Vaccines were only a part of the transformation of our approach to life and health in the nineteenth century, but they marked a seismic shift in our response to infectious diseases. Suddenly, miraculously, it was possible to prevent illness by beating it to the punch, becoming mildly sick in order to develop an immunity that would prevent the worst ravages of a micro-organism. Disease, it suddenly seemed, could be defeated. And along with vaccines, there came surgeries, antibiotics, myriad drugs - so many amazing medical techniques... so many, in fact, that rather than everyone accepting that they must eventually face their own time to die, now people are willing to sue doctors for not putting their 90 year-old relative on a ventilator. We now behave, insanely, as if we could live forever if we just get the right treatments, as if we are merely machines in need of intermittent repair.

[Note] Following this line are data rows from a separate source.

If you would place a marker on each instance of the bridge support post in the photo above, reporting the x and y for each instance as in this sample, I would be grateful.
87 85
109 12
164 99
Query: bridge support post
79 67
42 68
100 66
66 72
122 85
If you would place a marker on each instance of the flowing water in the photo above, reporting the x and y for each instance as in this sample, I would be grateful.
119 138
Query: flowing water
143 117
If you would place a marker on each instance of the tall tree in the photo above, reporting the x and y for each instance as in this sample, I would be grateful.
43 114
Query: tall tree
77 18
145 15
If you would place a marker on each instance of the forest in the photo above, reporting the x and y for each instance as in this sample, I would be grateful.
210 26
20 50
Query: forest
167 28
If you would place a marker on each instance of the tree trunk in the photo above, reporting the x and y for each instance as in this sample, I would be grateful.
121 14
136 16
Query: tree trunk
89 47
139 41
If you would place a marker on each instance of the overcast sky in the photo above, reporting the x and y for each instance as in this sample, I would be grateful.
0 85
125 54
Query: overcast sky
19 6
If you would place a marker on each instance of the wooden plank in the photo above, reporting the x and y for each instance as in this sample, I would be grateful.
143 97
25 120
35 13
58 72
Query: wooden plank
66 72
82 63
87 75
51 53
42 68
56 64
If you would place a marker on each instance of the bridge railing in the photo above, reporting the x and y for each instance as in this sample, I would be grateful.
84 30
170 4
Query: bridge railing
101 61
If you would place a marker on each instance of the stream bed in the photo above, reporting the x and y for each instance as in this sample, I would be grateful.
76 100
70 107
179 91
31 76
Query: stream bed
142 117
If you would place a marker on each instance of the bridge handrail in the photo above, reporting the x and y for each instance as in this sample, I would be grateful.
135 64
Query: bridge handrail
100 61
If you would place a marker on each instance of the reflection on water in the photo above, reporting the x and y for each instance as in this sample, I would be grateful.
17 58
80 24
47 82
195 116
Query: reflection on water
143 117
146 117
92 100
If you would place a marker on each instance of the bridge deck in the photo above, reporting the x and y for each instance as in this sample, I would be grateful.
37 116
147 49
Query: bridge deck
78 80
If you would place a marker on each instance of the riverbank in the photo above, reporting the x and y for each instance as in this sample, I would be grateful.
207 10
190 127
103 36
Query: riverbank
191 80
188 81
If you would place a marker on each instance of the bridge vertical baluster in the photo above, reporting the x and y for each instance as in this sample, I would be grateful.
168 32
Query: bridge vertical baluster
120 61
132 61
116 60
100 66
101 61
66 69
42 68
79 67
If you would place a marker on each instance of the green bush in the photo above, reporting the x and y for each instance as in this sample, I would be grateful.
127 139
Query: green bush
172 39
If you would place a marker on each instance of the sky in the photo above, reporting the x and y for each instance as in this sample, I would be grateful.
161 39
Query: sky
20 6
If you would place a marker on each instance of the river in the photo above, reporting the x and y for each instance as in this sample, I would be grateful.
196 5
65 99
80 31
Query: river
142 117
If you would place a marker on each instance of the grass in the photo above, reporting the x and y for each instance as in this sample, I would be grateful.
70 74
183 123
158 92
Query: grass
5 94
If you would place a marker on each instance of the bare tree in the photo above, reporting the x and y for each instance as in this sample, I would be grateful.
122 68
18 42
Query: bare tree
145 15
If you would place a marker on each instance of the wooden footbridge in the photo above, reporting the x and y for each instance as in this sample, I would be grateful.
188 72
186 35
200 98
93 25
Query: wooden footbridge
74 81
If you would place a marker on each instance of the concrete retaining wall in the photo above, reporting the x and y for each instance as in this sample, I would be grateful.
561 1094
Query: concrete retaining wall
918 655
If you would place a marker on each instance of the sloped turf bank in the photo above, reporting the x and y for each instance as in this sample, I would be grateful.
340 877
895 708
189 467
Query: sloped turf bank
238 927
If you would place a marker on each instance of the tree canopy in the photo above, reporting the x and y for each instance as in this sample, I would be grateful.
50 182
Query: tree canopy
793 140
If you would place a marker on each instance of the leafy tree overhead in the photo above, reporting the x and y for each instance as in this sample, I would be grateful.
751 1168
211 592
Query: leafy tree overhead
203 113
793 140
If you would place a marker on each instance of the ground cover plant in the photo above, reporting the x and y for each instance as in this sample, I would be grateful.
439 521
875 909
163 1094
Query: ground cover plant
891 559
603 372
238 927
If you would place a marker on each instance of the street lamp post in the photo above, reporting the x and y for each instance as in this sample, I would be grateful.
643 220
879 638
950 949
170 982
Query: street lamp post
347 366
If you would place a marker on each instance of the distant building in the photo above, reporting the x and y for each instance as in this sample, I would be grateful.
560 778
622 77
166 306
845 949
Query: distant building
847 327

Until recently, vaccines were a focus of attention because of opposition to vaccination. Much of this resistance springs from misunderstandings: yes, the vaccine will make you sick. But that’s precisely the point: build immunity to a mild infection to protect against a worse one. But we don’t like to admit that, despite the obvious blunders, anti-vaxxers might not be mistaken when it comes to distrusting medical corporations to have our best interests at heart. The market for vaccines is worth $35 billion - and that’s less than 5% of what pharmaceutical companies make overall. With this much money up for grabs, what kind of corporation is going to pause and impartially consider where the limits of medicine ought to lie...?

Vaccines can ‘defeat’ a disease - yet disease and death remain the inescapable cost of living. Being a vaccine cyborg is sold to us in the terms of warfare - “the fight against coronavirus”, “eradicating the disease”, “help us defeat the virus”. I can imagine the landowners of the Middle Ages making similar claims about the protection they were affording in return for taxes, albeit in literal terms of invasion and rapine. Yet of course, that ‘protection money’ was used to instigate literal war - in the centuries preceding the Black Death, the Crusades were funded, ultimately, by taxation. Sooner or later, you have to look a little deeper into the arguments and actions of those we are paying for protection.